The Indian Space Research Organisation (ISRO) launched the CMS-01 satellite to provide communication services throughout the Indian subcontinent. The main aim is to make telecom and broadcasting better, especially in remote areas, so everyone can stay connected reliably.


  • GSAT-30, continuing the legacy of ISRO’s earlier INSAT/GSAT satellite series, is set to take over from INSAT-4A in orbit.
  • Configured on ISRO’s enhanced I-3K Bus structure, GSAT-30 facilitates communication services from Geostationary orbit.
  • GSAT-30 operates using two satellite frequencies:
  • It beams signals to India and its islands in the Ku band, while also reaching from Australia to Europe in the C-band.
  • The Ku and C bands, along with others, make up a spectrum from 1 to 40 gigahertz used in satellite communications.

GSAT-30, designed to last for more than 15 years, aims to provide Direct-to-Home (DTH) television services, enable connectivity to Very Small Aperture Terminals (VSATs) for various applications like ATM, stock exchange, television uplinking, and teleport services.
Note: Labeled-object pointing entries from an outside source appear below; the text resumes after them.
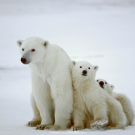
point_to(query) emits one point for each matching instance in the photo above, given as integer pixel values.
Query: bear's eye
(33, 50)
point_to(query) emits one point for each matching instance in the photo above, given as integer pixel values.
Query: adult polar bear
(52, 94)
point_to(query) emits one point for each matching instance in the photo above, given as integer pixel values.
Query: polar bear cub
(122, 98)
(52, 93)
(92, 105)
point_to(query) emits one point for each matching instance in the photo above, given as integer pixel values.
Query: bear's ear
(19, 42)
(74, 62)
(95, 68)
(46, 43)
(112, 87)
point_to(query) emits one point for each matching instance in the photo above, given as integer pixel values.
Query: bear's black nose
(84, 72)
(23, 60)
(101, 83)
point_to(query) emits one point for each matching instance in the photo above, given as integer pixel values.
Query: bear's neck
(84, 84)
(44, 67)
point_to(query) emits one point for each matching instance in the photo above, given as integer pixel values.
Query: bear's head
(84, 70)
(105, 86)
(32, 49)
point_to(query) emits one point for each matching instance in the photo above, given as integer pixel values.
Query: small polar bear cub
(93, 107)
(52, 93)
(122, 98)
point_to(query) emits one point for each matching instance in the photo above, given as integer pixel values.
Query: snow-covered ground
(99, 31)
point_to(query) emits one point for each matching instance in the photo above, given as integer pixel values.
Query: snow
(99, 31)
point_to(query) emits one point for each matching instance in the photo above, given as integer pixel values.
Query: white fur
(122, 98)
(92, 105)
(52, 94)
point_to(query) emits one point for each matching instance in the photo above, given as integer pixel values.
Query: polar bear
(52, 93)
(122, 98)
(93, 107)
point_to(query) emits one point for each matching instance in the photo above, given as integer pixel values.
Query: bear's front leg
(62, 93)
(43, 100)
(100, 116)
(36, 118)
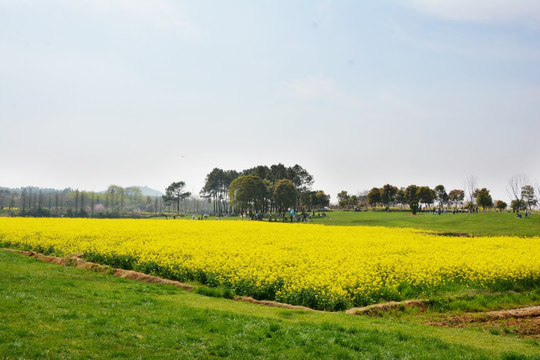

Moreover, it will assist in Digital Satellite News Gathering (DSNG) and e-governance applications.


What is EOS-01?
  • EOS-01 serves as an Earth observation satellite.
  • The satellite, part of the RISAT series, joins RISAT-2B and RISAT-2BR1, which launched the previous year.
  • All future earth observation satellites will be classified under the EOS-series designation.
What are earth-observation satellites used for?
  • Satellites help us map land and forests, track water, minerals, and fisheries, observe weather and climate, assess soil, and map geographical features.
Advantages of radar imaging over optical instruments
  • Radar imaging remains unaffected by weather, clouds, fog, or the absence of sunlight, allowing it to produce high-quality images under any conditions and at any time.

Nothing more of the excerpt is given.